Objective: Approximately 40% of acute lung injury (ALI) cases are caused by sepsis. Albiflorin (AF), a traditional Chinese medicine, has shown exceptional therapeutic effects against pain and inflammation in various immune-related disorders. This study aimed to evaluate the protective effect of AF against sepsis-induced ALI in cecal ligation and puncture (CLP) mouse model, and investigate the associated mechanisms. Materials and methods: To demonstrate the protective effects of AF, lipopolysaccharide (LPS)-stimulated RAW264.7 cell line and CLP-induced sepsis were used as the in vitro and in vivo models, respectively.

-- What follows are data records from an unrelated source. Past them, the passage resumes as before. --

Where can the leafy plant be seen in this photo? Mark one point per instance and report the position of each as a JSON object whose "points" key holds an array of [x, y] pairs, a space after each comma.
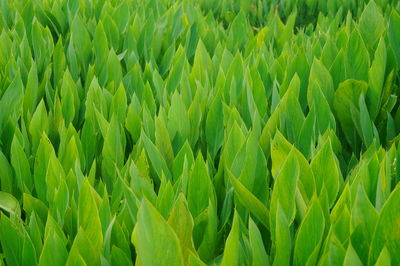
{"points": [[199, 132]]}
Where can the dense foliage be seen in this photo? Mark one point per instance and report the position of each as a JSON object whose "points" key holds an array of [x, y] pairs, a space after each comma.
{"points": [[160, 132]]}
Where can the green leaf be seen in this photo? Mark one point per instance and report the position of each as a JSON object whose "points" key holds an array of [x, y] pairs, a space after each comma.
{"points": [[283, 193], [372, 24], [394, 34], [155, 241], [376, 78], [259, 254], [10, 204], [346, 100], [357, 57], [214, 126], [253, 204], [88, 217], [351, 257], [386, 233], [232, 246], [310, 235], [325, 158], [182, 222], [20, 163], [200, 188], [156, 159]]}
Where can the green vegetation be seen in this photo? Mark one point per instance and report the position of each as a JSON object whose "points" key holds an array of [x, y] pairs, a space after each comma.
{"points": [[160, 132]]}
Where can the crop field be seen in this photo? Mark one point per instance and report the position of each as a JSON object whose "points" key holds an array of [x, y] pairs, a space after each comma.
{"points": [[199, 132]]}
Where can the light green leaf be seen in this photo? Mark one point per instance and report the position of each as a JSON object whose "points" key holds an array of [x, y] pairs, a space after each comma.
{"points": [[155, 241]]}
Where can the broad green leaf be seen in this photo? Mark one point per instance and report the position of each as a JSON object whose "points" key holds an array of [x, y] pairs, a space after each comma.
{"points": [[88, 217], [254, 205], [346, 100], [376, 77], [372, 24], [357, 57], [155, 241], [199, 187], [232, 246], [330, 179], [351, 257], [214, 126], [20, 163], [310, 235], [394, 34], [259, 254], [386, 233], [181, 221], [9, 204]]}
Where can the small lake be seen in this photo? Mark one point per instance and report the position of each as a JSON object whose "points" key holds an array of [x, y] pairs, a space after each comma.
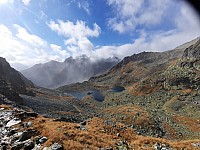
{"points": [[118, 89], [96, 94]]}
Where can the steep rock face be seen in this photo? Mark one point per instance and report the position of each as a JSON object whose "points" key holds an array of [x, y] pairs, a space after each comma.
{"points": [[12, 82], [193, 52], [54, 74], [152, 71]]}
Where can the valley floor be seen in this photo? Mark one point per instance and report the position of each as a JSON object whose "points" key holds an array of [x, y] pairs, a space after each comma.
{"points": [[122, 121]]}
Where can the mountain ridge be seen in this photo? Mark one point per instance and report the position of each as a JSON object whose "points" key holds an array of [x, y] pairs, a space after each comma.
{"points": [[53, 74]]}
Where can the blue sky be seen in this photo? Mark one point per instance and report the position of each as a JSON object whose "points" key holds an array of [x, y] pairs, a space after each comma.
{"points": [[37, 31]]}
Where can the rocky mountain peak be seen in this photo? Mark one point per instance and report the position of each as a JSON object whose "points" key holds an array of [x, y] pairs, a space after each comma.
{"points": [[192, 52]]}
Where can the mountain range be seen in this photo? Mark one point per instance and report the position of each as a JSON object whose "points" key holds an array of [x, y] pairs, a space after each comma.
{"points": [[54, 74], [157, 104]]}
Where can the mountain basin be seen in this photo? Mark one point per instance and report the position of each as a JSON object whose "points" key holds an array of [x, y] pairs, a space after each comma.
{"points": [[118, 89], [96, 94]]}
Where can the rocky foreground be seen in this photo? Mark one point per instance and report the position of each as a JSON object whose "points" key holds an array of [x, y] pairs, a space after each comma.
{"points": [[20, 129]]}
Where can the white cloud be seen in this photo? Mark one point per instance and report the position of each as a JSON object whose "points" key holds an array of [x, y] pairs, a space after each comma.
{"points": [[23, 50], [85, 5], [29, 38], [133, 13], [187, 27], [58, 51], [5, 2], [26, 2], [77, 35]]}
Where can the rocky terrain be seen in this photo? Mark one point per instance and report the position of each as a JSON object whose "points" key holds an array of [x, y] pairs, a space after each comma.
{"points": [[13, 83], [150, 101], [54, 74]]}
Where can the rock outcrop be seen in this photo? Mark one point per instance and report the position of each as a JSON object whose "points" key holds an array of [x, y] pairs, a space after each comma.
{"points": [[12, 83]]}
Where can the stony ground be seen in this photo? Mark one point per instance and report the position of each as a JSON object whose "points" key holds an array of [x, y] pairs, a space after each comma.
{"points": [[27, 130]]}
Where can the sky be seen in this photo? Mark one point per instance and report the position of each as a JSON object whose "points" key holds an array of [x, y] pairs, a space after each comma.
{"points": [[38, 31]]}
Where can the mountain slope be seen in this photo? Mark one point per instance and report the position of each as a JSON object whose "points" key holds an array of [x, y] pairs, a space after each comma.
{"points": [[54, 74], [12, 82], [161, 96]]}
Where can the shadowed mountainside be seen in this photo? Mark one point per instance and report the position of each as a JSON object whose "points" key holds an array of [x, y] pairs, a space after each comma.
{"points": [[54, 74], [13, 83]]}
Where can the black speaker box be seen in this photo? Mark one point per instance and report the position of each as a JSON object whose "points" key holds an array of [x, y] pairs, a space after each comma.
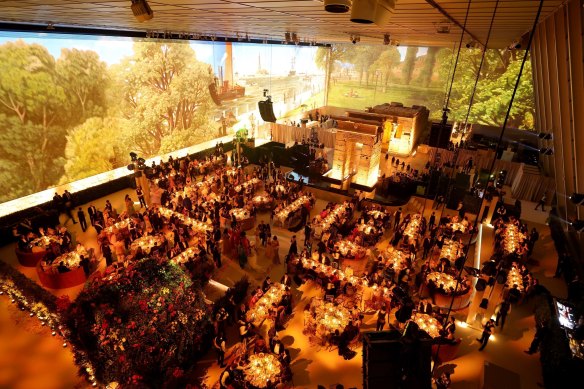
{"points": [[267, 111], [214, 94]]}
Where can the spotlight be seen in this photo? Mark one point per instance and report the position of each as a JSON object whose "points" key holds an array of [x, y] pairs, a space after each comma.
{"points": [[578, 225], [142, 10], [577, 198], [386, 40], [337, 6], [443, 28]]}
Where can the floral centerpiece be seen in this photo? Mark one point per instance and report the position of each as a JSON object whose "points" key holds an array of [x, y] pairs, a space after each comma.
{"points": [[145, 329]]}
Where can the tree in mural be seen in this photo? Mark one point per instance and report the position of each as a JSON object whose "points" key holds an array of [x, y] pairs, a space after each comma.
{"points": [[94, 147], [497, 80], [428, 67], [84, 76], [32, 104], [409, 62], [165, 97], [385, 63]]}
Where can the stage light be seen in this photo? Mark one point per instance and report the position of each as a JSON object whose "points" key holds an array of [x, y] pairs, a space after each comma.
{"points": [[577, 198], [386, 40], [337, 6], [578, 225], [142, 10]]}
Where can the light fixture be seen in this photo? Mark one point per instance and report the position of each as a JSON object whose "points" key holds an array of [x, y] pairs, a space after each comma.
{"points": [[141, 10], [386, 40], [372, 11], [473, 45], [577, 198], [337, 6], [443, 27]]}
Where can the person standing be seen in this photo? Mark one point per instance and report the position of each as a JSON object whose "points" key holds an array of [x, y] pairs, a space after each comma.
{"points": [[140, 195], [219, 345], [487, 331], [397, 217], [504, 309], [307, 232], [432, 221], [381, 318], [541, 203], [275, 246], [82, 219], [68, 201]]}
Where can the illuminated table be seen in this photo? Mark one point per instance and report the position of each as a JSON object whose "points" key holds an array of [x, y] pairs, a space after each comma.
{"points": [[446, 289], [39, 247], [262, 369], [262, 201], [427, 323], [147, 243], [50, 276]]}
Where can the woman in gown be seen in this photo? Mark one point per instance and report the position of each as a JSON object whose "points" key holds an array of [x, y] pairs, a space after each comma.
{"points": [[275, 245]]}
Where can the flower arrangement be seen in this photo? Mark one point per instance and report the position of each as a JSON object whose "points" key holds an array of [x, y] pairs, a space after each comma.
{"points": [[143, 330]]}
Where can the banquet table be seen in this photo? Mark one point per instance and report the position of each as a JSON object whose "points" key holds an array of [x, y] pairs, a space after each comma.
{"points": [[261, 368], [443, 296], [50, 276], [261, 309], [39, 247], [344, 247], [147, 243], [262, 201], [281, 216], [427, 323], [451, 250], [328, 317], [243, 217], [413, 227]]}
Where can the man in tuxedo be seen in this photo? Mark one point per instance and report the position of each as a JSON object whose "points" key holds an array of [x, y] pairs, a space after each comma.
{"points": [[92, 212]]}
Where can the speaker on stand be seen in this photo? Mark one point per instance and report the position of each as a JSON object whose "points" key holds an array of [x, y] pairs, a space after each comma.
{"points": [[267, 111]]}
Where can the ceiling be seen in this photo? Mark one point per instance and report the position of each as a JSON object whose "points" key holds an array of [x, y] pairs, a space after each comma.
{"points": [[413, 22]]}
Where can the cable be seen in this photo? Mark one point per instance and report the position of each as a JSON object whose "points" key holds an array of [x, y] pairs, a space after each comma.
{"points": [[503, 128]]}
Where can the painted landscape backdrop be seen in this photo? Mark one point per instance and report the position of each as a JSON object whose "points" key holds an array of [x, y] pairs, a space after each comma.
{"points": [[75, 106]]}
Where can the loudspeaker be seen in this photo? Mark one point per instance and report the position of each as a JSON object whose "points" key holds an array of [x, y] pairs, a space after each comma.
{"points": [[440, 135], [267, 111], [481, 284], [214, 94]]}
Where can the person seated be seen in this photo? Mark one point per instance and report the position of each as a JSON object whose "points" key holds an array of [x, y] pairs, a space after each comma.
{"points": [[62, 268]]}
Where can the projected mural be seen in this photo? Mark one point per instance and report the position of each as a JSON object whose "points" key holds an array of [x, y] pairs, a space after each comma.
{"points": [[75, 106], [364, 76]]}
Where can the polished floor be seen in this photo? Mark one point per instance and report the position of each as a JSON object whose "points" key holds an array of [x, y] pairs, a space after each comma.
{"points": [[31, 358]]}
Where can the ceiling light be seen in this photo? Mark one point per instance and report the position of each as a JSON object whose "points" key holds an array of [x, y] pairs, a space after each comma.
{"points": [[141, 10], [337, 6]]}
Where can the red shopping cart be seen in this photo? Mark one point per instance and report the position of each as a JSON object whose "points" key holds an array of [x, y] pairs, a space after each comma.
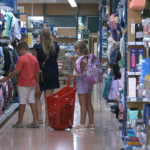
{"points": [[61, 106]]}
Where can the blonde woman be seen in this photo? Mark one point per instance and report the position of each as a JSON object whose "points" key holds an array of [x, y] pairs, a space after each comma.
{"points": [[47, 53]]}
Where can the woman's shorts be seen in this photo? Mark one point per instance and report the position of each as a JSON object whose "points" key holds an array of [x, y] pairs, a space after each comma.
{"points": [[49, 84], [83, 87]]}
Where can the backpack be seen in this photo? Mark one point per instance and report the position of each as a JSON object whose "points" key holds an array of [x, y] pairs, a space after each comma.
{"points": [[94, 69]]}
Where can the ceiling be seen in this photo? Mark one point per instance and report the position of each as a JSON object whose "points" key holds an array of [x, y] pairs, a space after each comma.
{"points": [[57, 1]]}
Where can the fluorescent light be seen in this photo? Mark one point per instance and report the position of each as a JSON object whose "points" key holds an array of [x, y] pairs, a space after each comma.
{"points": [[72, 3]]}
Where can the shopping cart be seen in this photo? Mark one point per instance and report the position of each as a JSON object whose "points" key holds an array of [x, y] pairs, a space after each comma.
{"points": [[60, 107]]}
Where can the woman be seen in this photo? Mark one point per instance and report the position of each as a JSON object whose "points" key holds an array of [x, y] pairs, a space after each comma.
{"points": [[47, 53]]}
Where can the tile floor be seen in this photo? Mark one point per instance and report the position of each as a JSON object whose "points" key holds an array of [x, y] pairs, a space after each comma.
{"points": [[104, 138]]}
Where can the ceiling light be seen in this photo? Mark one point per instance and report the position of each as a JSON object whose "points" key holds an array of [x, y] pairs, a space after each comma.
{"points": [[72, 3]]}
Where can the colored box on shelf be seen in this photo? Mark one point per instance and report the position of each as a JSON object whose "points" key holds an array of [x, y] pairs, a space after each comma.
{"points": [[23, 30], [133, 59], [132, 87], [140, 54], [146, 114], [131, 133], [148, 131]]}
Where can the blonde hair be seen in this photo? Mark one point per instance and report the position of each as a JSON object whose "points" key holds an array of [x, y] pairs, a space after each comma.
{"points": [[82, 48], [46, 40]]}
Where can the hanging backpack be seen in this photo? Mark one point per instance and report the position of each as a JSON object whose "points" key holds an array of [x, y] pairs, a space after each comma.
{"points": [[107, 85], [94, 69], [1, 102], [114, 89]]}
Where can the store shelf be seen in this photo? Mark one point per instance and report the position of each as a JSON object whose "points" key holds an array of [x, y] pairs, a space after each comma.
{"points": [[9, 109], [135, 43], [23, 33], [71, 37], [142, 138], [137, 99], [144, 92], [133, 73], [104, 37]]}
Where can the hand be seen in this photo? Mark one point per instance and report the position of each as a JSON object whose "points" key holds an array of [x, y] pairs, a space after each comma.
{"points": [[72, 58], [37, 88], [3, 80]]}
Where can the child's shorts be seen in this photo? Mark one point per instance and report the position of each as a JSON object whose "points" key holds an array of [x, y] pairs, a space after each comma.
{"points": [[83, 87], [26, 94]]}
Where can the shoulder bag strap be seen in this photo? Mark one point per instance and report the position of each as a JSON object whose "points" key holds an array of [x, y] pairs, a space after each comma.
{"points": [[42, 79]]}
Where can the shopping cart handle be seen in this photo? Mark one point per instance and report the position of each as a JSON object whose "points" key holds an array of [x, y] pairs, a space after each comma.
{"points": [[69, 81]]}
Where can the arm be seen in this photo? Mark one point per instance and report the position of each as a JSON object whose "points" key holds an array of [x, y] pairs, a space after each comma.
{"points": [[14, 73]]}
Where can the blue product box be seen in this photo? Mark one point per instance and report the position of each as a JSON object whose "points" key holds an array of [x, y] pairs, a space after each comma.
{"points": [[146, 113], [23, 30], [133, 59], [131, 133], [140, 55]]}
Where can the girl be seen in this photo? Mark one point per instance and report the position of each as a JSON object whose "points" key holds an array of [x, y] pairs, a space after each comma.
{"points": [[84, 89], [47, 53]]}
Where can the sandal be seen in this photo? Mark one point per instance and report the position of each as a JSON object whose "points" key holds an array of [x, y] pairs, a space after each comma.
{"points": [[91, 127], [33, 125], [16, 125], [40, 121], [79, 127]]}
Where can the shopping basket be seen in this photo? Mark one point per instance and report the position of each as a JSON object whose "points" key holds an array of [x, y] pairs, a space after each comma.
{"points": [[61, 106]]}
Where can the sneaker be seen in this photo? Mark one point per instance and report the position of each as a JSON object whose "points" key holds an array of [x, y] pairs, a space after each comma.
{"points": [[16, 125], [91, 127], [33, 125], [79, 127]]}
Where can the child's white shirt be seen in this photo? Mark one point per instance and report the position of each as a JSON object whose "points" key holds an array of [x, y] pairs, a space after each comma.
{"points": [[85, 69]]}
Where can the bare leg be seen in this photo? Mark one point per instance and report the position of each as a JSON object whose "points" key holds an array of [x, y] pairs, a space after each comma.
{"points": [[38, 104], [90, 109], [47, 93], [83, 104], [21, 113], [34, 112]]}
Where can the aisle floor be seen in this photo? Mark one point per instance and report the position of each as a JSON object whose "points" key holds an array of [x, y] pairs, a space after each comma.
{"points": [[104, 138]]}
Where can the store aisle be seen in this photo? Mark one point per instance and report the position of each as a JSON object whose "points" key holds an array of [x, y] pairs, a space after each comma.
{"points": [[104, 138]]}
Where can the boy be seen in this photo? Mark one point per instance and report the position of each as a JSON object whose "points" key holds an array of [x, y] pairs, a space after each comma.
{"points": [[27, 69]]}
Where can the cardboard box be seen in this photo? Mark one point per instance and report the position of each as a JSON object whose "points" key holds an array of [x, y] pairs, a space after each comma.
{"points": [[132, 87], [148, 131], [133, 59]]}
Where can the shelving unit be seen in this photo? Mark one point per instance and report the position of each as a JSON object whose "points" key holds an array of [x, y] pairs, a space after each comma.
{"points": [[142, 138]]}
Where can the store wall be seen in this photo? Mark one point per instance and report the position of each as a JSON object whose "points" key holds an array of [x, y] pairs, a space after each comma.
{"points": [[61, 9]]}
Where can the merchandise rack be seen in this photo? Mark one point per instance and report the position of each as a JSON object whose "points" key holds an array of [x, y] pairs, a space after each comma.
{"points": [[142, 138]]}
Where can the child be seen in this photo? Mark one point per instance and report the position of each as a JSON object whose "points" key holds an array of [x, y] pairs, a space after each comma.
{"points": [[84, 89], [27, 69]]}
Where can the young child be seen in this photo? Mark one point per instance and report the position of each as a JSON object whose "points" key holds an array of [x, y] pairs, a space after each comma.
{"points": [[84, 89], [27, 69]]}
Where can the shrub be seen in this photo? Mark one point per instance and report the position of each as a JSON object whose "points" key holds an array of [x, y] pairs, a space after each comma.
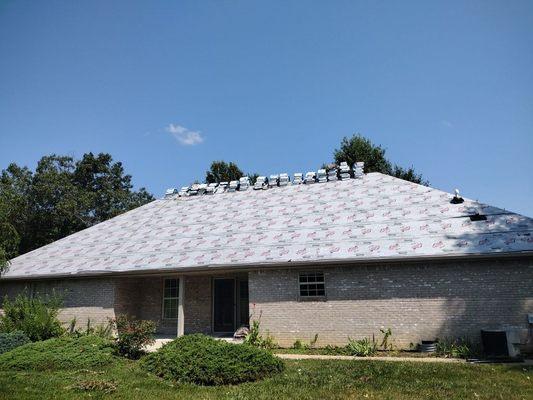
{"points": [[64, 353], [203, 360], [133, 335], [254, 338], [36, 317], [11, 340], [363, 347], [456, 348]]}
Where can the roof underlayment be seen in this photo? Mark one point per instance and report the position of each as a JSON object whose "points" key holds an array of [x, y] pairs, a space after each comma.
{"points": [[377, 217]]}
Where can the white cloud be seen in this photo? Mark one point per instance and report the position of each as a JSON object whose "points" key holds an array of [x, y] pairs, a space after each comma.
{"points": [[184, 136]]}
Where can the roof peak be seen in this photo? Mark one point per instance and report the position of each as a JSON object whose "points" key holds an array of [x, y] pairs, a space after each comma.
{"points": [[331, 173]]}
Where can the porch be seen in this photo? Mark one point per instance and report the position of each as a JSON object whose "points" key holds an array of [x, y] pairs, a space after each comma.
{"points": [[214, 305]]}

Cell Counting Kit (CCK)-8 assay was used to determine the cell viability of AF-treated RAW264.7 cells upon LPS challenge. The expression levels of pro-inflammatory cytokines and oxidative stress markers were evaluated by enzyme-linked immunosorbent assay (ELISA), Western blot analysis and quantitative reverse transcriptase-polymerase chain reaction (qRT-PCR), including toll-like receptor (TLR)-4, cyclooxygenase-2 (COX-2), inducible nitric oxide synthase (iNOS), phosphorylated nuclear factor-kappa B (p-NF-κB)/p65, tumor necrosis factor (TNF)-α, interleukin (IL)-1β, and IL-6. Results: AF administration alleviated the inflammation and oxidative stress in the pulmonary tissues of mice with CLP-induced sepsis, as well as in LPS-stimulated RAW264.7 cells. The protective effect of AF could be attributed to the attenuation of TLR-4/NF-κB/p65 activation. AF treatment reduced TLR-4 expression and dampened NF-κB signaling. In LPS-stimulated RAW264.7 cells, TLR-4 overexpression abrogated the protective effects of AF. In the mouse mode, the protective effect of AF against sepsis-induced ALI was comparable to the treatment effect of dexamethasone (DEX). Conclusion: These findings suggest that AF could serve as a protective agent against sepsis-induced lung injury by inhibiting the TLR-4/NF-κB pathway.